Despite being an important experiment, the experiment is criticized for being unethical. 

Criticism of the Little Albert Experiment

One of the commonly asked questions among researchers is “what was unethical about the little Albert experiment?”

Well, the following are the grounds on which the little Albert experiment is criticized

1. Watson Harmed Little Albert

Watson harmed little Albert by conditioning him for the fear of white rats which did not exist previously. Such conditioning had the potential of causing a lifetime of suffering for the nine-month-old infant. 

2. No Consent Was Taken From Albert’s Mother

Going by today’s code of ethics, researchers conducting experiments are required to take the prior consent of the participants or anyone authorized on their behalf. Watson and Rayner did not take any consent from Albert’s mother for undertaking the experiment. 
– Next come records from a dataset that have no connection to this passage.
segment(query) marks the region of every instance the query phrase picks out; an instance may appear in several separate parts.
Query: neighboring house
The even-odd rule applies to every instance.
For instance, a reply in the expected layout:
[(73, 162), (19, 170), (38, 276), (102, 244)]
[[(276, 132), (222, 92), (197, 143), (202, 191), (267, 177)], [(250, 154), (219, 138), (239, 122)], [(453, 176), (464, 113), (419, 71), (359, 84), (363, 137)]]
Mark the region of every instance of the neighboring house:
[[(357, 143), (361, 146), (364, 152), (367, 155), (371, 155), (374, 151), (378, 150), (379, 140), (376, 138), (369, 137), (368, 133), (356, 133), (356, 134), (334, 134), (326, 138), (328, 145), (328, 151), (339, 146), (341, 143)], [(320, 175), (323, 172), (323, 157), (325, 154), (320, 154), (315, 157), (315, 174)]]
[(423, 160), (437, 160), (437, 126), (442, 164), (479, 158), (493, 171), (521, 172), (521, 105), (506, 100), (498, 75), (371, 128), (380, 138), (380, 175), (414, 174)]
3. Albert Was Not Given the Right to Withdraw

Much like the principle of informed consent, researchers today must give participants the right to withdraw from the experiment at any time. Such a right, too, was not given by Watson to little Albert and his mother. 

4. Watson Did Not Follow Standardized Methods 

The Little Albert experiment is also criticized for Watson not adopting standard methods of conducting the experiment. For instance, Watson took only one participant to conduct the experiment and draw conclusions. Similarly, he did not conduct the experiment in a controlled environment. 

What are the Ethical implications of the Little Albert Experiment?

The following are the ethical implications of Little Albert experiment: 

1. Humans Could be Classically Conditioned

One of the important ethical implications of the experiment is that one could condition emotional responses in humans. That is, an emotion such as fear could be instilled in humans for an object or event that did not exist ralier.  

2. Experiment Became a Source to Understand Phobias 

This experiment became one of the important initiating points to understand phobias. Further, this helped the researchers in understanding various ways in which such phobias could be treated. 


The Little Albert experiment showcases how humans can be classically conditioned for emotional responses. No doubt the practices adopted were unethical, the experiment made it evident that conditioning has important implications in the real world, especially in child-rearing and development.